You damage skin cells
Skin cells are also damaged by the practice of sleeping in makeup. Dr. Knight sums it up best, saying, “Makeup can trap environmental pollutants and free-radicals that can damage skin cells, including collagen, leading to premature skin aging.” So not only does crashing out with your concealer on ultimately clog pores and lead to zits, but it can also speed up the aging process. Ack.
Your skin becomes dull
Dewy, glowing, soft, and smooth skin is usually a desired trait. Dull, sallow, or parched skin is not. If you use a makeup product, like a highlighter, to impart some peachy pink glow, that’s great. But sleeping in it can cause the opposite effect. “Our skin is the largest organ of our body and it performs vital functions for our body, like secreting sweat, excreting lipids, healing wounds and heat regulation,” New York-licensed esthetician and makeup artist Liz Donat tells me.

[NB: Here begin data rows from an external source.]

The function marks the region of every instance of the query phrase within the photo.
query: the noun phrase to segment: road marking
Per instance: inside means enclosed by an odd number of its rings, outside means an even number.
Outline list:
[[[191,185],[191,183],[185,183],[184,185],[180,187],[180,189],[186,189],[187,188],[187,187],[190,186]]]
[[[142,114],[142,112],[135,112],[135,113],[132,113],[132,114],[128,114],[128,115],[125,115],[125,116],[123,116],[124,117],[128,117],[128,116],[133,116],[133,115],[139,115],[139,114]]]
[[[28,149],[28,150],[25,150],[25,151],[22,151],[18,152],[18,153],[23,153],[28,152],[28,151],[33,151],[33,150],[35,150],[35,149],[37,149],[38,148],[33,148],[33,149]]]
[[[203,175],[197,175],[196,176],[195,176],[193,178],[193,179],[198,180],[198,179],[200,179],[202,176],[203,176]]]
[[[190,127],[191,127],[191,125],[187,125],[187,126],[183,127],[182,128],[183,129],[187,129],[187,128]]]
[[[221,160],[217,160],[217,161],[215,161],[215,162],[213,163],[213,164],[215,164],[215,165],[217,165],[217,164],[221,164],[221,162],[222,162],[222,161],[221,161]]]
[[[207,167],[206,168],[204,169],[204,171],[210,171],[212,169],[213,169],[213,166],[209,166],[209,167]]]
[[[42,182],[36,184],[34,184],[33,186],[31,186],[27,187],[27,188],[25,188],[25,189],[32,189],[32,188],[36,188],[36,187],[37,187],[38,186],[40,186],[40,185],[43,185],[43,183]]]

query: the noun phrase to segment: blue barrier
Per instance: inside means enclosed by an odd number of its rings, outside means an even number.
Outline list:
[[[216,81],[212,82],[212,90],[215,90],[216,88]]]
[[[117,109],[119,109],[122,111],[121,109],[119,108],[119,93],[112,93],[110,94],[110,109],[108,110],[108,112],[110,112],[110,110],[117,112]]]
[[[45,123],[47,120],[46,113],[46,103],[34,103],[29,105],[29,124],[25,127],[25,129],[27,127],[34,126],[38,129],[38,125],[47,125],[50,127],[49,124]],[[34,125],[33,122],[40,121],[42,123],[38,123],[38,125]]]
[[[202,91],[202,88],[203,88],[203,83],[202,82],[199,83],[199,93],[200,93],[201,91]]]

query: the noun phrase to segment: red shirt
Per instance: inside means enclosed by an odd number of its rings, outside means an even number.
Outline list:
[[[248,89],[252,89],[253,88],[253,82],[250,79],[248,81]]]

“So it is imperative that we cleanse and exfoliate it regularly and we especially do not sleep in our makeup! Clogged pores and blackheads, aka comedones, are formed when dead skin cells, oil and makeup get trapped in the pores and suffocate the skin,” she continued. “These clogged pores are the pre-cursor to acne-like breakouts and make the skin look dull and lifeless.” That’s reason enough to reach for a makeup remover wipe or a washcloth, no matter how late it is or no matter how tired you are.
You interfere with the reparatory process
Our bodies regenerate while we are at rest. The same holds true for our skin. Lancer says, “Skin repairs itself while we sleep, so taking off your makeup at night is important because it allows your pores to release sebum that rehydrates and protects your skin from free radicals in the air.” If you leave makeup on, it disrupts these critical processes.